I tried the Florida weave two years ago, but with more than two plants in between each post. That was my downfall - the tomato plants weighed too much and there was insufficient support. I would be willing to try it again (using only two plants between posts), except that I've been growing hundreds of tomato plants, and can't afford that many posts.

Last year I used u-posts between every 4-5 plants, and just ran a wire across. Then I staked the tomato plants to the wires using plain old string. Much more economical for us, and it worked well. I found that we could easily just run a wire across for every foot of post height, rather than every six inches, and that provided plenty of support.

The other problem I had with the Florida weave was having plants growing at different rates being next to each other. You can't do the next row of weave until each plant is a certain height, and that's a lot easier on paper than it is in the field. It was easier using the wire/string method above - each plant got staked when it was ready.

HTH


----------



## LilRedHen

I use tomato cages made out of concrete wire. The wire is very sturdy and the spaces are larger. My tomato plants got so large last year that a couple of them fell over in a storm because the stake used to stake the cage was not tall enough. This year I will use the bought tomato cages for my peppers, since I had a lot of trouble with them falling over last year.


----------



## talob

kyredneck said:


> I've mostly staked and caged mine down through the years but I've read some good things about the Florida Weave method, anyone here ever done that?
> 
> It should work for pepper plants also, don't you think?

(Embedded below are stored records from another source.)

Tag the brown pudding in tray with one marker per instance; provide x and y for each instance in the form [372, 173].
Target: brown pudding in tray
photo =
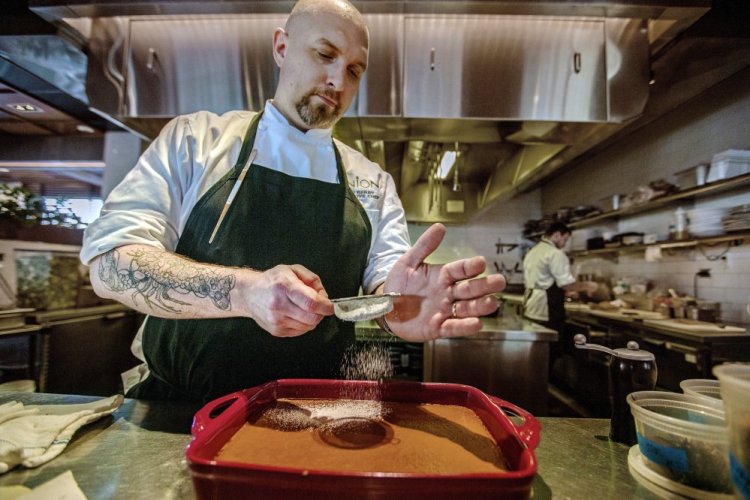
[322, 439]
[365, 436]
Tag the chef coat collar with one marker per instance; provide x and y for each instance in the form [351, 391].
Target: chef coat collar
[274, 120]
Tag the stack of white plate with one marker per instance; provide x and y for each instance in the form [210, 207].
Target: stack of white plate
[729, 163]
[738, 219]
[706, 221]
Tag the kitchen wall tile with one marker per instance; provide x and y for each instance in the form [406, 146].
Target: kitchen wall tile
[689, 135]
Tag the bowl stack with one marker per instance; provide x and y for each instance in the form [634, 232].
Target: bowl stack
[705, 222]
[696, 444]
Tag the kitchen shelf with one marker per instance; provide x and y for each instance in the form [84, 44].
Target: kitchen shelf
[732, 238]
[696, 192]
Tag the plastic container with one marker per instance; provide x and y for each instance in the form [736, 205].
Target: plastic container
[705, 389]
[683, 439]
[692, 177]
[218, 421]
[734, 380]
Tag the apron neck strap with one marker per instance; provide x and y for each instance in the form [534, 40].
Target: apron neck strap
[249, 140]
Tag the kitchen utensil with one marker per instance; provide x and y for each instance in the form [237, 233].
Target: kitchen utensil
[233, 193]
[734, 383]
[219, 420]
[630, 369]
[363, 307]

Thanks for posting this, I was wondering what I was going to do this year in my raised beds tha method I used last year didn't work well, I think I'll try this.


----------



## DJgang

My husban bought these heavy duty wire things years ago, we take them and support the base stem. Then we cage them with hog wire, ones we've made.


----------



## k0xxx

Tribal Warlord Thug said:


> with soft music and kind words.............


Funny, I thought the same thing when I read the title of this thread. lol

We use cages made from cattle panels. We've been using them for about 8 years now, and the should last many more. We just stack them out of the way when not needed.


----------



## ZoomZoom

I do something similar to what's in the video but with a couple changes.

a) At the ends of the rows, I use steel T-posts as they're much stronger. Angled out for extra strength.
b) For the middle posts, I have holes through the posts and run through those instead of wrapping around the post.
c) I use electric fence wire.

I like the idea of the synthetic baling twine. I may try that this year.


----------



## Meerkat

I tried to copy from the barbed wire, if it did'nt work,just skip to 12:24 minutes into video.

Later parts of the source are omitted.